2025年12月15日(月)

世界潮流を読む 岡崎研究所論評集

2025年12月15日

 ニューヨークタイムズ紙コラムニストのポルグリーンが、11月21日付けの論説‘The Thucydides Trap Is Coming for America’において、トランプは自分で「トゥキディデスの罠」に飛び込んでいる、中国は現状維持を主張、世界の頂点で米国が米国を転覆しようとしている、と述べている。要旨は次の通り。

(dvids)

 「トゥキディデスの罠」とは、台頭国家が覇権国家に挑戦する時に戦争が起こるという理論である。

 トランプ第二期政権はこの前提を覆している。トランプ政権は、世界秩序を自ら破壊している一方、(台頭国家である)中国が現状維持を主張している。

 「トゥキディデスの罠」に飛び込もうとしているのは中国ではなく、米国だとの逆転が起きている。いわば、世界の頂点で、米国が米国を転覆しようとしている。

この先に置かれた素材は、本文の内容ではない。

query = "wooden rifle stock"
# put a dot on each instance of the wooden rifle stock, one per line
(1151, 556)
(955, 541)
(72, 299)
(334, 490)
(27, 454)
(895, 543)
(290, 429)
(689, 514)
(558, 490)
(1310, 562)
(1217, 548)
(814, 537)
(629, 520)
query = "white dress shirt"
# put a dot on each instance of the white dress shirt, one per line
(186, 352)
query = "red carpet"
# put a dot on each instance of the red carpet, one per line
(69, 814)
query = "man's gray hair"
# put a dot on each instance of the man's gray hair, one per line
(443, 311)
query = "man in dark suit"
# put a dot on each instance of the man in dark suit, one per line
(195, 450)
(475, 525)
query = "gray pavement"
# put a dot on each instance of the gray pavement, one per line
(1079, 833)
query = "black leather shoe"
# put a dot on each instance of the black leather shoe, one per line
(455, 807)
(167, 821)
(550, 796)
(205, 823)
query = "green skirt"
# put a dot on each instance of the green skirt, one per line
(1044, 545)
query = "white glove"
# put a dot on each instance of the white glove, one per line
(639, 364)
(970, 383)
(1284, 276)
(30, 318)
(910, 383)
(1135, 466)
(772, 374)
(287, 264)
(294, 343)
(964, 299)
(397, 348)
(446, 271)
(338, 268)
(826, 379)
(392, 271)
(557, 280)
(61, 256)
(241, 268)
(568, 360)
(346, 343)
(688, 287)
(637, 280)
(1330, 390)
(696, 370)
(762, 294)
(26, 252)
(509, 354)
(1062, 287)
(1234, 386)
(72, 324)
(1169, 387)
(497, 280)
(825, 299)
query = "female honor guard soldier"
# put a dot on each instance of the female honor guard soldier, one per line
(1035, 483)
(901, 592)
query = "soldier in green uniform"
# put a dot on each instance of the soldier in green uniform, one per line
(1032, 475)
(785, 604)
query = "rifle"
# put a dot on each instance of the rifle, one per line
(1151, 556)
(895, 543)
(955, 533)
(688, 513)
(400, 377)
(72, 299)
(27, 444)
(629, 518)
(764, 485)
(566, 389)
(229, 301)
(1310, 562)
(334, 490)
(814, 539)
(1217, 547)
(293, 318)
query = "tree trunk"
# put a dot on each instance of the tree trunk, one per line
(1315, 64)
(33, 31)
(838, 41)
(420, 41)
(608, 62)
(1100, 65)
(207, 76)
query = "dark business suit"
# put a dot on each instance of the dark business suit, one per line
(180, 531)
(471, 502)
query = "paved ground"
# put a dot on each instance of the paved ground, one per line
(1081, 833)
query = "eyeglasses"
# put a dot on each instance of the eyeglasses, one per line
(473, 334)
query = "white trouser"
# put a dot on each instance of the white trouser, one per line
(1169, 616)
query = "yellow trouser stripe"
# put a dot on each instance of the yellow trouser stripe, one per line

 最近の研究(学術誌 International Security に掲載された東アジア研究者3人による挑発的な論文)は、「中国は体制安定を重視する現状維持勢力であり、外向きというより内向きの性格が強い」と言う。それは、彼らが中国の公的演説から学校教育本に至るまで膨大な資料を分析して得た結論だった。

 中国の領土的主張は、台湾と一部国境地域に限られている。「中国の狙いは明確で、持続的で、限定的だ」と彼らは書く。

 しかし、中国が善意ある、あるいは無害な行為者である訳ではない。南シナ海での攻勢、新疆での弾圧、香港での締め付け、台湾人の意思に関係なく台湾を領有しようとする執念は、アジアの平和と秩序に重大な挑戦を突きつけ、人権の基本原則を侵害している。

 日本との外交的対立も激化し、中国の脅威能力を示威している。しかし、こうした行動はいかに残虐であっても、世界秩序の再構築を狙うものではない。